Two Wheels Instead of Four: Your Guide to Road Cycling
There are two key things that will benefit if you take to the road on your bike rather than in your car: the planet and your body. Cycling is much greener and healthier than all the other forms of getting around that you can take. But road cycling isn’t just about getting from one place to another; it’s also about the experience and the fun of it. Driving a car is never as fun as riding a bike and pushing your body to the max. It can be really enjoyable, but challenging too, which is important. Nothing worth doing is 100% easy.
So, if you’re thinking of taking up road cycling, you need to learn a bit more about it first. It’s only fun when you know what you’re doing and how to do it safely. You should feel like you’re in control on the road because if you’re not you could be in danger. This guide will help you get to grips with all the ins and outs of road cycling, so carry on reading.
The Equipment You’ll Need
Before you go any further, you’ll need to think about what equipment you’ll need. You won’t get very far without a bike. Road bikes have a specific design that makes them suited to this kind of cycling, so don’t buy something unsuitable like a mountain bike. You’ll also need to have a basic puncture repair kit to take with you, and there’ll be more information on how to fix punctures below. Having a pump for inflating your tyres on a long cycling session will be important, and you should take money for food.
What to Wear
Wearing the right things is just as important as having the right bike. From a safety point of view, you’ll need to have a strong helmet that will keep you protected in the event of a fall. Things like concussion can be avoided if you’re wearing the right helmet, so don’t take the risk of riding without one. Shoes that are made for road-riding can be bought. They should have a firm sole to keep your feet protected and make cycling easier for you. A jersey and shorts are the best clothes to wear because they are aerodynamic and don’t hold you back.
Road Cycling Etiquette
There are some forms of etiquette that you will have to adhere to when you’re cycling on the road. First of all, be sure not to make too many unpredictable moves. When you make a move without letting your fellow road users know, you could cause a crash. So, always signal and make your next move clear. You should also play by the same rules as those people on the road who are driving cars. Stop at red lights and do what you would if you were in a car. Stay off sidewalks as well; bikes belong on the road.
You probably think that you know how to turn on a bike. But you might be surprised to learn that you don’t always have to turn the handlebars to take on a turn in the road. When you are gliding, and the twists and turns are relatively steady and smooth, you should simply lean to one side. It’s a bit like skateboarding; when you lean to the side, your bike will gently turn in that direction. For tighter and sharper turns, you will need to use your handlebars though.

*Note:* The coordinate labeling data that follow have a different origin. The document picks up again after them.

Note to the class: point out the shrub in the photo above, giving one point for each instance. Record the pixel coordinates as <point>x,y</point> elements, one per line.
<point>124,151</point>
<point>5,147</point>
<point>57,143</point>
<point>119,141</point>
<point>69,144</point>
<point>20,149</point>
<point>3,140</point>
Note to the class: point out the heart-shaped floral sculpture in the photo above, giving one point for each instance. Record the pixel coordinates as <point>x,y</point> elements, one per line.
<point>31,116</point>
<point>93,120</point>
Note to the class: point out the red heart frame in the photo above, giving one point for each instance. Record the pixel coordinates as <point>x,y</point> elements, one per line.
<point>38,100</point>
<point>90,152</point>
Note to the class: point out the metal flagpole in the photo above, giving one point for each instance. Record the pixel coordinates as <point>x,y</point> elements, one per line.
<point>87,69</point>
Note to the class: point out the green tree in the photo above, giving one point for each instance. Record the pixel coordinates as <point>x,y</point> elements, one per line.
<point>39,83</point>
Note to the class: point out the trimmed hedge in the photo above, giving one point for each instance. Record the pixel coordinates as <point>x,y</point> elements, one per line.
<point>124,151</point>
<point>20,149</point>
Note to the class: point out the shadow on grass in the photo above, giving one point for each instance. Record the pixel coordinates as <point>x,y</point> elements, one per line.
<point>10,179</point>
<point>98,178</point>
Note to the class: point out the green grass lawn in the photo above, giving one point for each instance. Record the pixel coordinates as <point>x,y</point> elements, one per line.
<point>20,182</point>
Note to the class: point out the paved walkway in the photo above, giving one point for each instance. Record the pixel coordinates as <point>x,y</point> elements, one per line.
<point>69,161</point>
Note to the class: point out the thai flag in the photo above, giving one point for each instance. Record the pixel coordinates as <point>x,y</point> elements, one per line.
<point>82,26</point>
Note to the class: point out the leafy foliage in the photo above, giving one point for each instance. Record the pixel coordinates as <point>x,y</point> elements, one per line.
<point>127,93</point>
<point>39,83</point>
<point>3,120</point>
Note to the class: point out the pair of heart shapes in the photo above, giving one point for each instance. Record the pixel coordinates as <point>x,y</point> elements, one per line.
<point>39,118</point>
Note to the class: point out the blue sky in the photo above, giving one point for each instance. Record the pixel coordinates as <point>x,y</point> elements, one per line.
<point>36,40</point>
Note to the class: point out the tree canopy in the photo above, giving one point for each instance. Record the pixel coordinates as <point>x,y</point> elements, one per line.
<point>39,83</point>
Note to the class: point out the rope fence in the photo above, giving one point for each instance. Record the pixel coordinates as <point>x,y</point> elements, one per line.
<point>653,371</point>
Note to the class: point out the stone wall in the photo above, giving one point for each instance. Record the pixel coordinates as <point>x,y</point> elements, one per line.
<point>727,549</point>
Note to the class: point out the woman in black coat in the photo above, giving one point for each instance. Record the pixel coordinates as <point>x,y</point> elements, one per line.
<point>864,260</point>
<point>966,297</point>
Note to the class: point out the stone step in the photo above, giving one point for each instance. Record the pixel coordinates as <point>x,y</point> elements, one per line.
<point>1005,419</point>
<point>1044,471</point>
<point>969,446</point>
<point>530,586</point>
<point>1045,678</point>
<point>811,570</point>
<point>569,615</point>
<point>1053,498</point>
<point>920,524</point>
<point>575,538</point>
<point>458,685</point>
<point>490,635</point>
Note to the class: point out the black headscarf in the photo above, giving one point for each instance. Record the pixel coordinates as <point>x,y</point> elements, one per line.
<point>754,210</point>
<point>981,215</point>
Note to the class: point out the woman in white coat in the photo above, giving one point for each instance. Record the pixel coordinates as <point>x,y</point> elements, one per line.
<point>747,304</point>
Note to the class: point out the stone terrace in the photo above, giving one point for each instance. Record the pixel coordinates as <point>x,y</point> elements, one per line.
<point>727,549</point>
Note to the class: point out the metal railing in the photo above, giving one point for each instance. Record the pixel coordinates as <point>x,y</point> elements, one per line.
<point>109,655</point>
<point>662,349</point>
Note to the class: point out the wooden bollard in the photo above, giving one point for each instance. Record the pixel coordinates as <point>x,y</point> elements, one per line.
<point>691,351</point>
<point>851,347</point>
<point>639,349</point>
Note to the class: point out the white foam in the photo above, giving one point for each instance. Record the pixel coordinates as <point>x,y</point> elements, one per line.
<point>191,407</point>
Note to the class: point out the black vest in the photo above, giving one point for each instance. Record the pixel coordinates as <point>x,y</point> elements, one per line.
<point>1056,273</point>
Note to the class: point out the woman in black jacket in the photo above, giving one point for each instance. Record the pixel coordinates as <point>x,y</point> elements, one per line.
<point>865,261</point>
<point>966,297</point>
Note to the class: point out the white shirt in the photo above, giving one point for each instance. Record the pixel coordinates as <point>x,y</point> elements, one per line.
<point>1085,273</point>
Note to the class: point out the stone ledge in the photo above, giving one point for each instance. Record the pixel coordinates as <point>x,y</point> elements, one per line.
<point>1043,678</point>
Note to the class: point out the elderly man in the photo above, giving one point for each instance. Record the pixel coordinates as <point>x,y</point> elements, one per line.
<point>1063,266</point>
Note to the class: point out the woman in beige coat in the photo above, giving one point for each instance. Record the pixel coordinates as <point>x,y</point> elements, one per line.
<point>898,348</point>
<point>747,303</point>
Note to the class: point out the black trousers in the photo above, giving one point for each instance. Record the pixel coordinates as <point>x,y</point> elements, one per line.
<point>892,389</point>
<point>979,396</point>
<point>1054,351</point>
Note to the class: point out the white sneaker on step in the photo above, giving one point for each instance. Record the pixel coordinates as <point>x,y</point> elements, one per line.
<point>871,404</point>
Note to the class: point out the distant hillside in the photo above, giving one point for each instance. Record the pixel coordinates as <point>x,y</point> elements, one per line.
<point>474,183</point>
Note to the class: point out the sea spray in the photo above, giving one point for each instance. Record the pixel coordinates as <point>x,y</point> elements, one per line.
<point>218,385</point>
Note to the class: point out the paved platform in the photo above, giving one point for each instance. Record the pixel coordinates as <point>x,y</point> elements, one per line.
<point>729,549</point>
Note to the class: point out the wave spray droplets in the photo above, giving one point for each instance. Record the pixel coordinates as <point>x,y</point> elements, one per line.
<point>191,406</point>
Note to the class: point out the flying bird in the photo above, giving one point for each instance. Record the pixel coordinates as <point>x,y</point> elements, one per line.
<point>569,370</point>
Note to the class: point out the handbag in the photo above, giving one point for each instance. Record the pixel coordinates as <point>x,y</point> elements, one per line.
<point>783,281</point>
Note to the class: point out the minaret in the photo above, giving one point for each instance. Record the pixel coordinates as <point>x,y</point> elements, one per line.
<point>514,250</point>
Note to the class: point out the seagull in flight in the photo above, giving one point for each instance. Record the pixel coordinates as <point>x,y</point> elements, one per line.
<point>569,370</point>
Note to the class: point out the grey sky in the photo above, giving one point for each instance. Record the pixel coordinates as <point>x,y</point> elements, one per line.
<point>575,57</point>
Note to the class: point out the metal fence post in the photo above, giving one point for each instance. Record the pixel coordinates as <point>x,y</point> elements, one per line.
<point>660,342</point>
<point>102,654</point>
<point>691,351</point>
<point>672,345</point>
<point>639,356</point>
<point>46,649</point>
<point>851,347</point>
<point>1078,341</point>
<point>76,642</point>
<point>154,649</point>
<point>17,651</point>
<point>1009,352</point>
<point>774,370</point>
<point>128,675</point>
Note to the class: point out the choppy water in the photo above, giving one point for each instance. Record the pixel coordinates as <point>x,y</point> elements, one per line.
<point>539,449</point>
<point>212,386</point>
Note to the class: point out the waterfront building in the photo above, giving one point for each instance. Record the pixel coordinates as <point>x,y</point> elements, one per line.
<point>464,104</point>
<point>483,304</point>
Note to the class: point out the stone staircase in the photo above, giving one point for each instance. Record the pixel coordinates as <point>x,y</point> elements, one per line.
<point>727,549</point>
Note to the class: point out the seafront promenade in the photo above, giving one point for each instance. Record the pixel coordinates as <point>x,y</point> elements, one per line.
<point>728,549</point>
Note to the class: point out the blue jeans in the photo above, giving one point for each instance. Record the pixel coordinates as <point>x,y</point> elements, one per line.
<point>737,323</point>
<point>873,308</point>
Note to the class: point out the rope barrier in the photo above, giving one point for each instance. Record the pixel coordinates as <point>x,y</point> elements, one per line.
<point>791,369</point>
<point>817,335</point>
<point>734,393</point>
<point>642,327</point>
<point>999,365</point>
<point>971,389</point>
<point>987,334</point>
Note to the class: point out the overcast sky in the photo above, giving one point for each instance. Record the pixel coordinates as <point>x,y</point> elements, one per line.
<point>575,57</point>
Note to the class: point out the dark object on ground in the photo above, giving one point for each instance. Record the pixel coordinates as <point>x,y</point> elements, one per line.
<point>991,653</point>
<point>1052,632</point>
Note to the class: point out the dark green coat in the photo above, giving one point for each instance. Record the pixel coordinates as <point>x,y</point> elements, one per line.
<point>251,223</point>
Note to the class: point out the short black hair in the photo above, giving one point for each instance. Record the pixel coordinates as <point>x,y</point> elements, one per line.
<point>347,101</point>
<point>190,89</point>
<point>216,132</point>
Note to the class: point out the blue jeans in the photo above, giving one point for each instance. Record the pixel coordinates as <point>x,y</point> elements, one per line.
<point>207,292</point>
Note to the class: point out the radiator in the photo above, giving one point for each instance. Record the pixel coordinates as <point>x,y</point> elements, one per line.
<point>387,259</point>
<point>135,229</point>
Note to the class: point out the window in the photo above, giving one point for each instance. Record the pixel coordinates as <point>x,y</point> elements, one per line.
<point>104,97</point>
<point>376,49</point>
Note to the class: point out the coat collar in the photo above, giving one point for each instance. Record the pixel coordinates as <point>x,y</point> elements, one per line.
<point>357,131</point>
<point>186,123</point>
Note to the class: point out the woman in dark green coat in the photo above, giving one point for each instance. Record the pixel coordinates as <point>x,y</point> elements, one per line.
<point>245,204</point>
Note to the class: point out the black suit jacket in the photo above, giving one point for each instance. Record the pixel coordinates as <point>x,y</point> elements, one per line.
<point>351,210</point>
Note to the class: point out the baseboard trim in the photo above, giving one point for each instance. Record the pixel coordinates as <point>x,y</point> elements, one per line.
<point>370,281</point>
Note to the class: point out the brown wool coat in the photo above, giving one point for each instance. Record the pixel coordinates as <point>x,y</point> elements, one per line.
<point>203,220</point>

Getting your positioning on the bike right is very important. To begin with, you’ll need to set the position of the saddle and handlebars correctly. For most road cyclists, it’s best to have the saddle at roughly the same height as the handlebars. This allows for a comfortable and practical position when you’re riding. But it’s up to you. Some people prefer to have the saddle slightly higher or lower than the handlebars. Your hands should be positioned at the top of the hoods. And when you need to lower your center of gravity, move your hands down to the lower part of the handlebars. Keep your body relaxed and don’t move your hips too much.
Repairs and Changes
Cycling on the road will eventually lead to some problems. All road cyclists have to get used to making small repairs and changes to their bikes on the road. The most common problem is punctures. These are very common, so you’ll have to know how to handle them properly. To do this, you’ll need a new tube, a pump, and two levers. First, you need to remove the wheel and get the tyre off. Then find the source of the puncture and remove any debris that caused the problem. You can then patch the inner tube, mount the tyre and inflate it.
Pedaling is pedaling, right? Well, not quite. There are wrong ways and right ways to pedal when you’re on the road, and you should know the difference. Your pedaling style needs to be light and balanced. That means that the pressure you exert on the pedals should be the same. If you slam down on the pedal and then go more lightly, this is wrong. Instead, stay light and keep the pace the same. This will allow you to get the best movement and a smooth riding experience. Cyclists always say you should cycle in circles and not squares. That’s just a way of saying that you should be smooth and consistent throughout each cycle.
The Dangers You’ll Face
Cycling on the road is a lot of fun, but that doesn’t mean that there aren’t dangers that you will face. Of course, the most obvious of them is other road-users, particularly cars. So, you need to know how to keep your distance from cars and remain alert so that you can react quickly. You can’t account for the actions of other road users, but you can make sure that you respond rapidly to avoid harm. You should also always take a bottle of water with you so that you can stay hydrated. Becoming dehydrated when cycling can be very dangerous indeed.